İsrailli gazeteci: Erdoğan, İdlib’e karşı Til Rıfat’ı isteyebilir

img

HABER MERKEZİ - İsrailli gazeteci Alexandra Appelberg, Erdoğan’ın İdlib’e karşı Til Rıfat’ı isteyebileceğini belirterek, Rusya’nın daha sınırlı bir operasyon seçeneğini müzakere etmesinin muhtemel olduğunu söyledi. 

Vekâlet savaşlarını Irak ve Suriye’de sürdüren bölgesel dinamikler ve uluslararası güçler, kısır bir döngü halinde hem “sorun çözüyor” hem sorun üretiyor. Pragmatizm, bu topraklarda yaşayan otokton halkların kendi geleceklerini inşa etmelerinin önünde bir engel olarak dururken, Kürtler her türlü engele rağmen kararlı bir şekilde gelecek inşasını sürdürüyor. 
 
Lakin karıncalar bir taraftan yuva yaparken, diğer taraftan bu yuvayı saman çöpüyle dolduranlar var. Son günlerde Kuzey ve Doğu Suriye Özerk Yönetimi’ne dönük artan tehditler bu yıkıcı ruh halini yansıtıyor. Hem Irak hem de Suriye’deki mevcut atmosferi İsrail merkezli Detaly adlı haber sitesinden gazeteci Alexandra Appelberg ile konuştuk. 
 
Türkiye son dönemde Federe Kürdistan Bölgesi’ne yönelik mütemadiyen askeri operasyon yürütüyor. Geçtiğimiz yıllarda Kuzey ve Doğu Suriye Özerk Yönetimi (AANES) tarafından kontrol edilen Efrîn, Girê Sipî, Serêkanîye gibi Kürt kentlerine saldırmıştı. Şu sıralar ise bölgenin diğer topraklarını tehdit ediyor. Türkiye’nin bu agresif politikasını neye bağlıyorsunuz? 
 
 
Suriye ve Irak’ta yürütülen operasyonlar, aynı zamanda insanların dikkatini ekonomik kriz, demokrasinin çöküşü, ABD ve NATO ile yaşanan diplomatik sorunlardan alıp başka yöne doğru çekmede büyük rol oynamaktadır.
Erdoğan, kendini bölgede oyun kurucu olarak takdim etmek istiyor. Irak ve Suriye’de yapılan askeri operasyonlar, tam olarak bu amaca hizmet ediyor. Özellikle Suriye’nin geleceğinin konuşulduğu masada yer alması gereken bir kişi olmak istiyor. Kürtlere, PKK’ye ve müttefiklerine karşı verilen mücadelenin temel saiklerden biri de bu arzudur.
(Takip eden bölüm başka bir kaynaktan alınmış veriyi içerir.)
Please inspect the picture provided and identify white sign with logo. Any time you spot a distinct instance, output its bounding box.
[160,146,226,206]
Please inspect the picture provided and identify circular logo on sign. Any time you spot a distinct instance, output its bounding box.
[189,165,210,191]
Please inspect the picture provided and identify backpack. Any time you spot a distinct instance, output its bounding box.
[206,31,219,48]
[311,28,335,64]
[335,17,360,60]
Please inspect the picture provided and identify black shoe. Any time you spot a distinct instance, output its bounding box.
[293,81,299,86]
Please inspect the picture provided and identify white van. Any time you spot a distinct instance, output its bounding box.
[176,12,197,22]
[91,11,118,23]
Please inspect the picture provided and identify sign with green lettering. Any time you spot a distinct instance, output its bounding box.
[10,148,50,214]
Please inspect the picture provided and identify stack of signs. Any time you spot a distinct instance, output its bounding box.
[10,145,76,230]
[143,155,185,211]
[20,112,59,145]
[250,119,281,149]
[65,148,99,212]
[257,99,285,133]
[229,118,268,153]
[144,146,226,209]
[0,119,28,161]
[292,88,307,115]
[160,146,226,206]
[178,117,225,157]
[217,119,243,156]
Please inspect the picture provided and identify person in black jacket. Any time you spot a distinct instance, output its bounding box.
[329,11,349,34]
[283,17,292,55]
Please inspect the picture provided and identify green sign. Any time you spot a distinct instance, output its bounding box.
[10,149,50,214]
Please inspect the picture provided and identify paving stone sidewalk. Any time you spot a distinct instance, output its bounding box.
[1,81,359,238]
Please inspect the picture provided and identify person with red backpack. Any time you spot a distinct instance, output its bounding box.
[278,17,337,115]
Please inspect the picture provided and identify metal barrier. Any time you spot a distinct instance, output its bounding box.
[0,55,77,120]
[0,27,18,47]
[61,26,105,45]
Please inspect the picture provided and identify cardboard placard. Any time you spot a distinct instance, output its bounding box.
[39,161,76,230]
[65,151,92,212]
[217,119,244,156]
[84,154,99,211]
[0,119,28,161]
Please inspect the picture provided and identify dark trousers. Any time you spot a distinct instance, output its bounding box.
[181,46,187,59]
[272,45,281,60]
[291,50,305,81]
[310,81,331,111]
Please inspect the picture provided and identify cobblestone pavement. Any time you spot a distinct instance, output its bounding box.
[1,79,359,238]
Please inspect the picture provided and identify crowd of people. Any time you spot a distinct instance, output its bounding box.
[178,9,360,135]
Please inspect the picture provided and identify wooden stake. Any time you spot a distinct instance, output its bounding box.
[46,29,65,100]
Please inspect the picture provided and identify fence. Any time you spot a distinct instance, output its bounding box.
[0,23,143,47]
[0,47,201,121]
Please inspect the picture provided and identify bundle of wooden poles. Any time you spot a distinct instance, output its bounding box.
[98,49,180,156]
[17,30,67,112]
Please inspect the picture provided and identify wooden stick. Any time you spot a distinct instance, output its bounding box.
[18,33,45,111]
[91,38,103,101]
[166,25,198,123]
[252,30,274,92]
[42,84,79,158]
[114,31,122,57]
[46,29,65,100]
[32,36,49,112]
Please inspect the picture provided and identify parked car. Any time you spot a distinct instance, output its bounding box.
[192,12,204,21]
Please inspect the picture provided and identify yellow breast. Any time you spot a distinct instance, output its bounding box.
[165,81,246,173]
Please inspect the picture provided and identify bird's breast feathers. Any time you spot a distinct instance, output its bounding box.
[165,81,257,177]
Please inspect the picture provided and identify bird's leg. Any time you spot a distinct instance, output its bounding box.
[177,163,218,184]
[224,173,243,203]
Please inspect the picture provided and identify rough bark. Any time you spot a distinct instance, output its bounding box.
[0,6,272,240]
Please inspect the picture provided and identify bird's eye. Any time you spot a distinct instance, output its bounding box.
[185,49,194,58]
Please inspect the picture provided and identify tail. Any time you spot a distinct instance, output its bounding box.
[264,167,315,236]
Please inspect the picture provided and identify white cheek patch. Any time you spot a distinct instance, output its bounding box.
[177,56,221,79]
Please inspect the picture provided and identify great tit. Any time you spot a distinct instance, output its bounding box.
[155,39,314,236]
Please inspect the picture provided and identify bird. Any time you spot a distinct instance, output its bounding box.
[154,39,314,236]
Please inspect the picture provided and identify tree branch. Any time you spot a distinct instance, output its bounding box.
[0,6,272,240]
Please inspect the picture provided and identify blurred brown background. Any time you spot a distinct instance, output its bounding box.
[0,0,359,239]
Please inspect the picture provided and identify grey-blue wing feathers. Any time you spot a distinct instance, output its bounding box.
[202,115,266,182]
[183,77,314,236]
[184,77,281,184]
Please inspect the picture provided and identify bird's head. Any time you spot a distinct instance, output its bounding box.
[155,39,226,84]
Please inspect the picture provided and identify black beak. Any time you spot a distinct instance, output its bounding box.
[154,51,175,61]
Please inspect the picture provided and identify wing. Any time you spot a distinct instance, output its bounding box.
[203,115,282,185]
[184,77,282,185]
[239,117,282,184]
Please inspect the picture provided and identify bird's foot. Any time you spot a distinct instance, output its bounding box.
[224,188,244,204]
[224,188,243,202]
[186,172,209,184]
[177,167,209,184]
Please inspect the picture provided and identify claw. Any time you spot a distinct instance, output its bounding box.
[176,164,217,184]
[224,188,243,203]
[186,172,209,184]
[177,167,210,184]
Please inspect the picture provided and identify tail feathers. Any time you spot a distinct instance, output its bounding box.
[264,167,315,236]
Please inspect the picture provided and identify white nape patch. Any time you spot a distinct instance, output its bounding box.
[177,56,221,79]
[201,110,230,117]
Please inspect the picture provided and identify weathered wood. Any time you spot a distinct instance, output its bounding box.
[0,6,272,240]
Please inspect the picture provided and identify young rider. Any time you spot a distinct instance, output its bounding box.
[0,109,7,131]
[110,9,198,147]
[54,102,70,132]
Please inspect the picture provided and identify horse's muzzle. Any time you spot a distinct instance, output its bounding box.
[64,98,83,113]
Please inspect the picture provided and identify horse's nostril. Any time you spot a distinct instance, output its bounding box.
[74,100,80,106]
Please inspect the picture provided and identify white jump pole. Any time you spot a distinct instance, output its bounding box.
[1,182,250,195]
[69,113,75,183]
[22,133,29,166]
Suriye ve Irak’ta yürütülen operasyonlar, aynı zamanda insanların dikkatini ekonomik kriz, demokrasinin çöküşü, ABD ve NATO ile yaşanan diplomatik sorunlardan alıp başka yöne doğru çekmede büyük rol oynamaktadır. Erdoğan’ın “Batılı düşmanlara” karşı oluşturduğu aşırı milliyetçi damarın ve güçlü lider kültünün kendi kitlesinde bir karşılığı var. Bu aslında otoriter liderlerin klasik senaryolarından biridir. Bu davranış tarzının bir benzerini de Rusya’da görüyoruz. 
 
 Kürdistan Demokratik Partisi’nin (KDP) Türk birlikleriyle ittifak yaptığı çok kere konuşuldu. Sizce KDP ne yapmak istiyor? Kürdistan Bölge Yönetimi nasıl bir politika yürütmeye çalışıyor?
 
Aslında Barzani ailesiyle Türkiye arasında 1990’lı yıllarda gerçekleşen ilişkilere baktığımızda şu an hâsıl olan işbirliğinin çok da sürpriz olmadığını söyleyebiliriz. O dönemde KDP ve YNK (Kürdistan Yurtseverler Birliği) arasında bazı ihtilaflar yaşanmıştı. Türkiye, PKK ile ittifak halindeki YNK’ye karşı KDP’yi desteklemişti. KDP’nin veya Barzani ailesinin yürüttüğü politika bir realpolitik olarak tanımlanabilir. Yani maddi çıkara ve güç dengelerine bağlı bir politika. İktidar sahibi olduğun an onu elinde tutmak için her şeyi yaparsın. İçinde çok sayıda taviz veya ödün olsa da. Barzani ailesinin gözünde Türkiye ile güçlü bir ittifak kurmak en yararlı olanıdır. Türkiye açısından da sınırda PKK’ye karşı yürütülen operasyonlarda bir güce sırtını dayamak oldukça önemli.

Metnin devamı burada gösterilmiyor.